Folding@home ?
wasn't this one of the earlier distributed computing projects ? Along with SETI@home ?
AI can help scientists spot tiny folding protein crystals, and thus one day potentially assist eggheads in designing new drugs, according to a paper published in PLOS One. To demonstrate this form of boffinry is possible, a large team of researchers from academia and industry, including bods at Duke University in the US and …
Folding@home tackles a different beast: protein folding itself.
This article describes a method to aid in the other type of grunt work: the crystallisation of proteins into stable crystals that can be used for structural research. Spotting the things once and *if* they form can be a bit of a biatch.
This was a completed project on the World Community Grid, basically stopped because the funding was cut.
As well as detecting crystals they were trying to work out the the best conditions for getting the proteins to crystallize, which was a big multi-variate problem.

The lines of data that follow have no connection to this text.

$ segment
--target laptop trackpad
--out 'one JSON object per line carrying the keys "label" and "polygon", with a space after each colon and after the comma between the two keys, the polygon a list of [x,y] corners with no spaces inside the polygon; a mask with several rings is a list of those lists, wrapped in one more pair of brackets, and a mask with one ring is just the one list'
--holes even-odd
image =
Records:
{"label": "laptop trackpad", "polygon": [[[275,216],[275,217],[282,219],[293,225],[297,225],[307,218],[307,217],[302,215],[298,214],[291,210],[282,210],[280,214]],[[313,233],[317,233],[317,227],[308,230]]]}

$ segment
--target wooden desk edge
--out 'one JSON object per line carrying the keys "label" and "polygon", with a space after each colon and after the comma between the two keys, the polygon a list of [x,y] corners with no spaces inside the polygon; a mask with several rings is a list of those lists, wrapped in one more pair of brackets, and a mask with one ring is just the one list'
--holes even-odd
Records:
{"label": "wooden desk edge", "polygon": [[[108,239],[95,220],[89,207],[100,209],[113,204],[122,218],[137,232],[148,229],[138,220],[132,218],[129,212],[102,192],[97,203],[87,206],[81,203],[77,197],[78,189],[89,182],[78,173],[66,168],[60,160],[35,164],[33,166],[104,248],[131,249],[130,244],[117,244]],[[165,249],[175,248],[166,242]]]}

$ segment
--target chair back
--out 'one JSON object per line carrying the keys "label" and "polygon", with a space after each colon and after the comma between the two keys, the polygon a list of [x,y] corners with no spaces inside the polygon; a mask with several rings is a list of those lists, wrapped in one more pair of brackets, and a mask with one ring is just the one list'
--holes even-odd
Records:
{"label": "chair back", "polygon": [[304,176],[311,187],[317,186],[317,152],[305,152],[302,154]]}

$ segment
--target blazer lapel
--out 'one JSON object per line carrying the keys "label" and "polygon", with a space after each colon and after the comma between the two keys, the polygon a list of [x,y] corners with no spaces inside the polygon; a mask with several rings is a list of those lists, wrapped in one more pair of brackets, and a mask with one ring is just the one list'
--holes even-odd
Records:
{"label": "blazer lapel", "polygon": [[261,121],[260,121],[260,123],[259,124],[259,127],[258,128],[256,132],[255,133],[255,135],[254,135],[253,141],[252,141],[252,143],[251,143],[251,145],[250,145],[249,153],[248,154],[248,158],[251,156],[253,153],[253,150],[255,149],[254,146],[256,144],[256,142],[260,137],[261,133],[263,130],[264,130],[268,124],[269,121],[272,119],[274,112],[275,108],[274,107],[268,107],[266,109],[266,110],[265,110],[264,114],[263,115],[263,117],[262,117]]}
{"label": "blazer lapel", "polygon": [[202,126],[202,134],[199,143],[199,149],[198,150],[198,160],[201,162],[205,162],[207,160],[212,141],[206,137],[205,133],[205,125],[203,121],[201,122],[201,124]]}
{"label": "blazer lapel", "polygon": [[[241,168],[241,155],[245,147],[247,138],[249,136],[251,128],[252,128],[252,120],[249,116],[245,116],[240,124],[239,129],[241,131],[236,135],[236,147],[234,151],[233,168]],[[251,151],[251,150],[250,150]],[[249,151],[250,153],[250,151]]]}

https://www.worldcommunitygrid.org/research/hcc1/overview.do
It's an achievement but I would say incremental rather than revolutionary. There's a dichotomy in modern science: think about a problem, or throw machinery at it. High energy physics and genetics are in the same part of the cycle at the moment: upgrading the LHC, and the vast sequencing projects are exemplary. We don't really understand the conditions needed for predictable manufacture of these analysable structural assemblies of proteins, so we have to use shotgun approaches. The other big thrust in this area currently is cryo-electron microscopy, where you take hundreds of thousands of images of your tiny blobs and use IT to reconstruct their common features into a structure. These approaches give you a quick return on the "low hanging fruit" but once that is harvested you are reduced to trying increasingly wide screens in the hope of landing on the low probability jackpot. As the article (and the paper) note, this is only one part of the structure determination process: making the proteins the right way in the first place is an as yet unsolved problem. Whether that end is susceptible to AI approaches, I don't know.